Delineare il rapporto tra il ROF e Pesaro, imminente capitale italiana della cultura, è toccato a Daniele Vimini: il peso del festival nella nomina non è certo da sottovalutare; ovunque il presidente del ROF, con elegante pacatezza, evita toni trionfalistici e brindaioli perché ancora la partita è tutta da giocare. La soddisfazione c’è, ma il racconto della combinazione sulla eccellenza culturale del territorio e del festival va integrato con tutta una serie di particolari che hanno contribuito alla internazionalità di Pesaro come snodo rilevante di una rete di rapporti internazionali – ricordiamo solo i suoi contatti con l’Oriente – dovuti soprattutto al metodo con cui questi si sono instaurati grazie a una competenza diplomatica e relazionale e una capacità di dibattito al riparo da pressioni politiche di sorta.
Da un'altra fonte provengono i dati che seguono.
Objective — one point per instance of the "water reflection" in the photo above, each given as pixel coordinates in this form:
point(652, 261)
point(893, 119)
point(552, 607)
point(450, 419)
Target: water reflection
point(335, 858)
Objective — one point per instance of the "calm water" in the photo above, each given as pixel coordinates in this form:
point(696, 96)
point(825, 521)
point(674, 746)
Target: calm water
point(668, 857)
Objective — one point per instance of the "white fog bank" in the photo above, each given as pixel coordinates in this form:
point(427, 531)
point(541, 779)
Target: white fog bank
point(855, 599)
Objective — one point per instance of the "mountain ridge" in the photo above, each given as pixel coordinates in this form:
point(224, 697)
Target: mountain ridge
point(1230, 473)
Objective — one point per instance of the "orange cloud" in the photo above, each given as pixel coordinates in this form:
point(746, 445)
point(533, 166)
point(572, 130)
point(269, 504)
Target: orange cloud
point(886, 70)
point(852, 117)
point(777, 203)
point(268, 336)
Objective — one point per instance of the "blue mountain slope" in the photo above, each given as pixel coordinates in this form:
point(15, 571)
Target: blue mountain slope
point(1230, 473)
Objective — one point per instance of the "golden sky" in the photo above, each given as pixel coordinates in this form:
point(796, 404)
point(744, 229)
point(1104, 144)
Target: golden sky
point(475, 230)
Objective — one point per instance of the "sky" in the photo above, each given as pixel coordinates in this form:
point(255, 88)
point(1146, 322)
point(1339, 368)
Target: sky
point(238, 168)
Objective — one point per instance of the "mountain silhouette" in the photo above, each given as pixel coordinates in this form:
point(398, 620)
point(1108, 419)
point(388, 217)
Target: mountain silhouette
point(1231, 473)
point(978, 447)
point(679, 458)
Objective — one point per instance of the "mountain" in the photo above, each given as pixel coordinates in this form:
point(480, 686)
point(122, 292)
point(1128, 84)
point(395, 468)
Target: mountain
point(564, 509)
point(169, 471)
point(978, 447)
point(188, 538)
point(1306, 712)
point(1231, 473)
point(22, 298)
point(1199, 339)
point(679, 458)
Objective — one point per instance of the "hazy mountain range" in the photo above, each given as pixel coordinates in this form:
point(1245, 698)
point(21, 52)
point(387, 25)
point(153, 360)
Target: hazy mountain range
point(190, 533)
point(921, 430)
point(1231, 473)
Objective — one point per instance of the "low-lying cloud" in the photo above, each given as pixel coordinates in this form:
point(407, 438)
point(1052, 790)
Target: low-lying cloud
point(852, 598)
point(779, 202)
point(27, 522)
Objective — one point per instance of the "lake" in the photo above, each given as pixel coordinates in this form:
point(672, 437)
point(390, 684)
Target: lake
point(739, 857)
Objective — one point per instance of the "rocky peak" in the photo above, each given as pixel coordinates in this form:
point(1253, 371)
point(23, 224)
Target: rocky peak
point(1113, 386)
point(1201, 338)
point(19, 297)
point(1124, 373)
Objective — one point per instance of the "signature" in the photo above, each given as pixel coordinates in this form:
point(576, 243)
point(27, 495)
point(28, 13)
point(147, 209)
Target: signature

Tra i particolari i cosiddetti Magazzini Rossini, progetto che nasce da un lavoro iniziato qualche anno fa in occasione del 150° dalla morte di Rossini, che rende leggibile a tutti la quantità e qualità di professioni presenti dietro la messa in scena e le operazioni del ROF. I Magazzini Rossini raccontano la storia del festival, ma, lungi dall’avere un carattere museale, sono una macchina costantemente viva che farà uscire competenze e professionalità attivando partnership con le diverse associazioni locali impegnate nel tema del riciclo e del riutilizzo di materiali.
Ben venga allora che per il 2033 si concorra per Pesaro-Urbino capitale europea della cultura, ma la bella gara comincerà solo verso il 2026-’27. Una commissione sta lavorando al bando per una competizione che dalle grandi città (Matera e Torino) si sposta ai capoluoghi di provincia un elemento sfidante che guarda a nuovi tipi di opportunità: la partita questa volta si giocherà con Nova Gorica, dove, tra l’altro – Vimini ricorda dottamente – è sepolto il Carlo X citato nel Viaggio.
Quanto all’utilizzo dello storico Teatro Rossini, sempre meno scelto tra i luoghi deputati del ROF – la situazione dei teatri non dipende dal festival ma da disposizioni calate dall’alto anche in seguito al periodo Covid – accoglierà una edizione dell’Equivoco stravagante. Tornerà invece in auge il nuovo Palafestival, sede di tante edizioni gloriose negli anni ’90, ora ristrutturato, per accogliere Bianca e Falliero, ma la Vitrifrigo avrà il resto.
Le anticipazioni di Petrou e di Martone sulla esecuzione-rappresentazione di Aureliano in Palmira preferisco riservarle alla recensione sulla prima dell’opera, visto che ancora, a quanto pare, solo intervenendo a questo tipo di conferenze, per cui è necessario iscriversi, si può conoscere il pensiero e le osservazioni programmatiche di una regia che intende dare una impronta così personale all’opera rossiniana.